CUDA "philosophy"

FIrst, thanks for the help on my last thread re: my coding of the diffusion equation. I have the code going now, but would like to get some “general edification.” My kernel for the diffusion equation is:

attributes(global) subroutine diff_time_stepper(v,diffconst)


real*8 :: v(:,:)
real*8 :: diffconst

real*8 :: vintermed
integer :: i,j,m
integer :: nx, ny

nx=256
ny=256

i=(blockIdx%x-1)*blockDim%x+threadIdx%x
j=(blockIdx%y-1)*blockDim%y+threadIdx%y

if (i<nx .and. j<ny>1 .and. j>1) then
  vintermed=v(i,j)+diffconst*(v(i-1,j)-2.*v(i,j)+v(i+1,j)+v(i,j-1)-2.*v(i,j)+v(i,j+1))
  v(i,j)=vintermed
! add a source for the heck of it
  if (i==64 .and. j==64) v(i,j)=v(i,j)+1
endif


end subroutine

My question is: When I add 1 to v(64,64), am I risking non-deterministic behavior? It seems arguable to me that the thread that handles (64,64) might, for instance complete this routine early sometimes and affect the calculation of the thread that handles, for instance, (63,64). And then, sometimes, it might not. But the code seems to be working. As I have thought about this, I have gotten confused about just what might cause non-deterministic behavior. Maybe my first two calculations, where vinterm gets defined and then put back in v might be problematic? Anyone care to enlighten me or point me to a good discussion on this topic? Thanks.

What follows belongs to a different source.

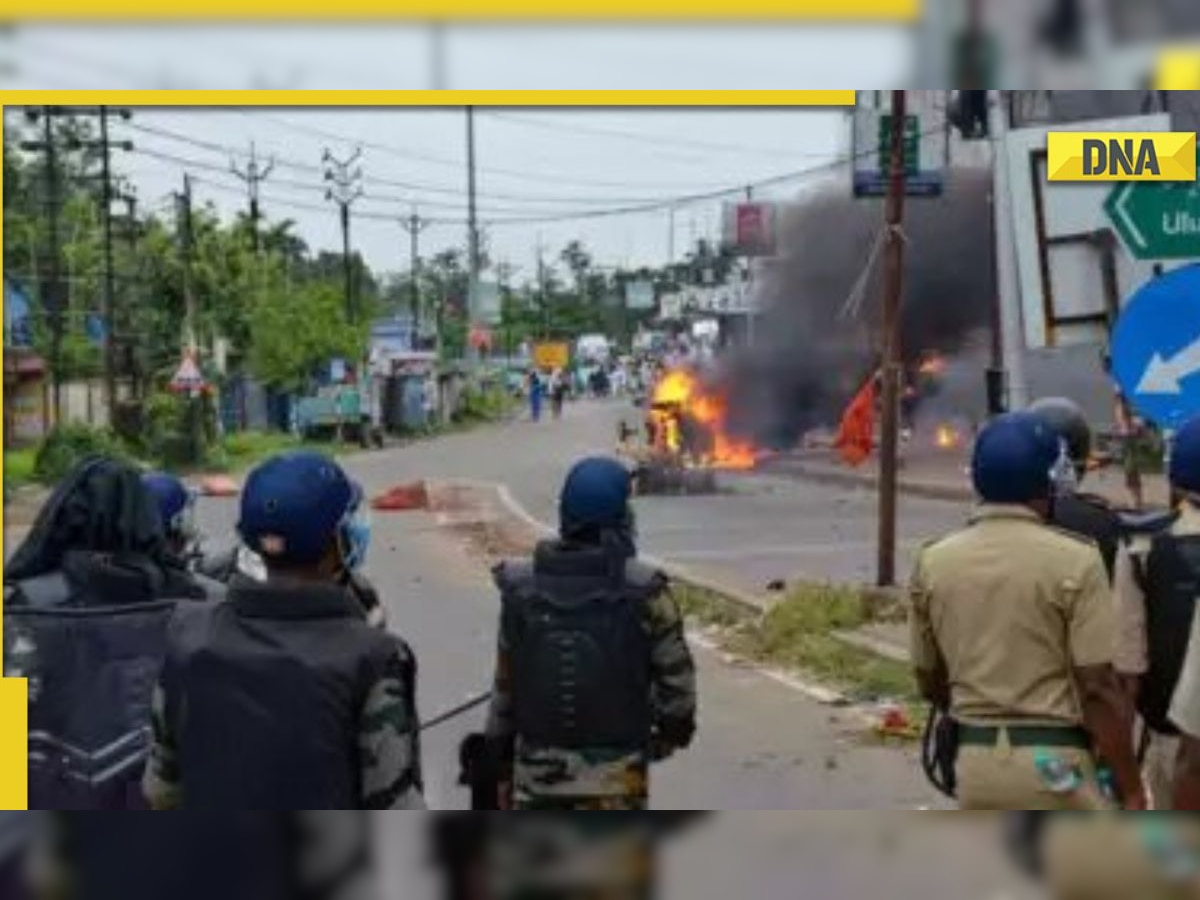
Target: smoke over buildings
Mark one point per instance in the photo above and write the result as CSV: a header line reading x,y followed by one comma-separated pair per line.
x,y
813,349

When I add 1 to v(64,64), am I risking non-deterministic behavior?

Yes.

It seems arguable to me that the thread that handles (64,64) might, for instance complete this routine early sometimes and affect the calculation of the thread that handles, for instance, (63,64). And then, sometimes, it might not. But the code seems to be working.

Correct.

Maybe my first two calculations, where vinterm gets defined and then put back in v might be problematic?

Yes, this is problematic.

Anyone care to enlighten me or point me to a good discussion on this topic?

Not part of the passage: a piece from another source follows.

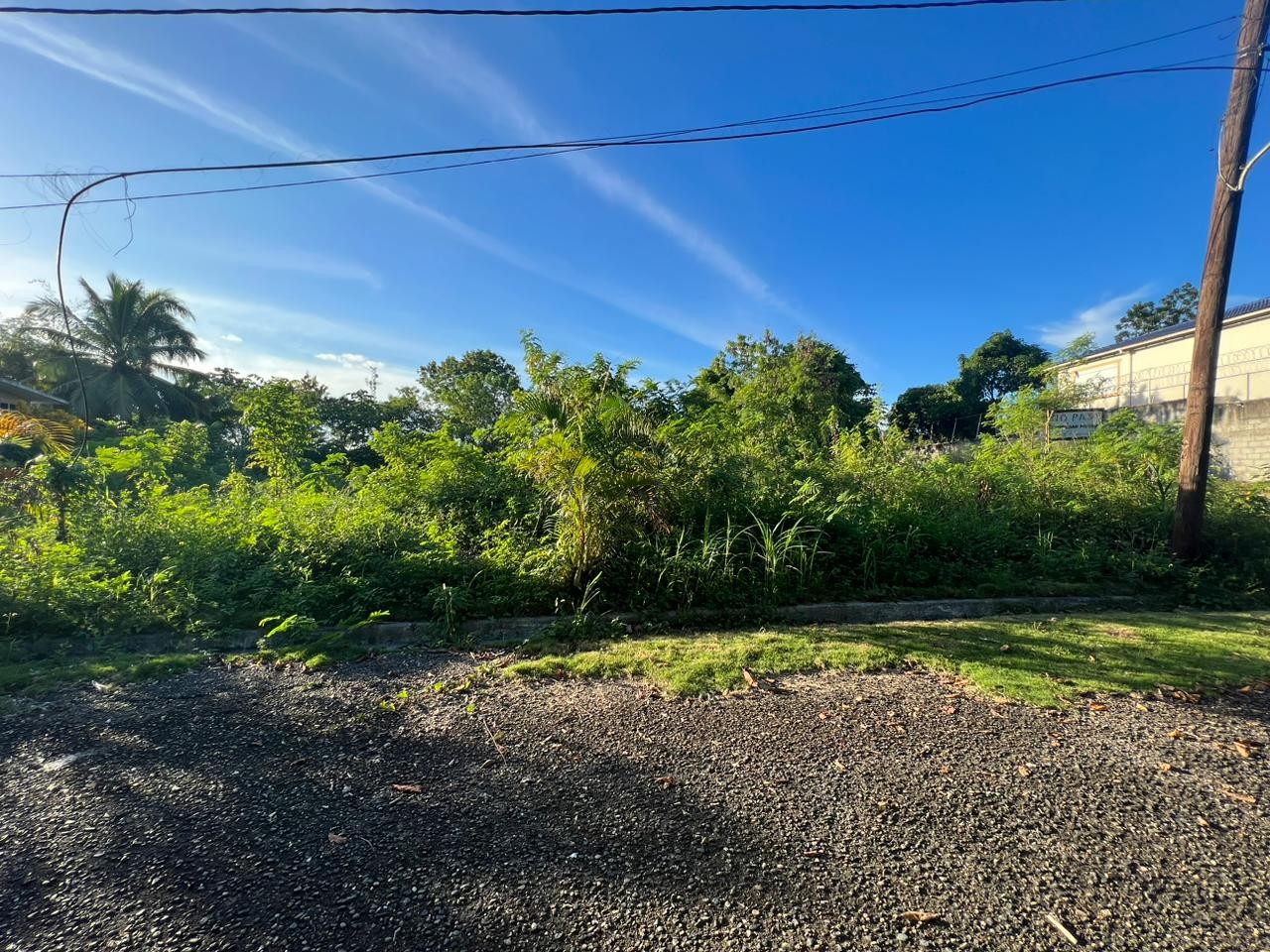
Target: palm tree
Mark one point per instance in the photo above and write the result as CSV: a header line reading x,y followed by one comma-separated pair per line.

Do a web serach for “loop carried dependence cuda” and you’ll find a lot of discussions. In particular, search Google Books and you’ll find section 4.5, from “Computer Architecture: A Quantitative Approach” by John L. Hennessy and David A. Patterson which gives a good overview of loop dependencies.

Note that the best way to fix this code is to break this code into two separate kernels (or a kernel and device to device copy) since global synchronization is required between the calculation of “vintermed” and storing the result back to “v”.

  • Mat

OK, I feel like I have gone from not knowing what I don’t know to knowing what I don’t know. And if that’s confusing, think how I feel. Actually, I think this is progress. And thanks for the reference. Much obliged!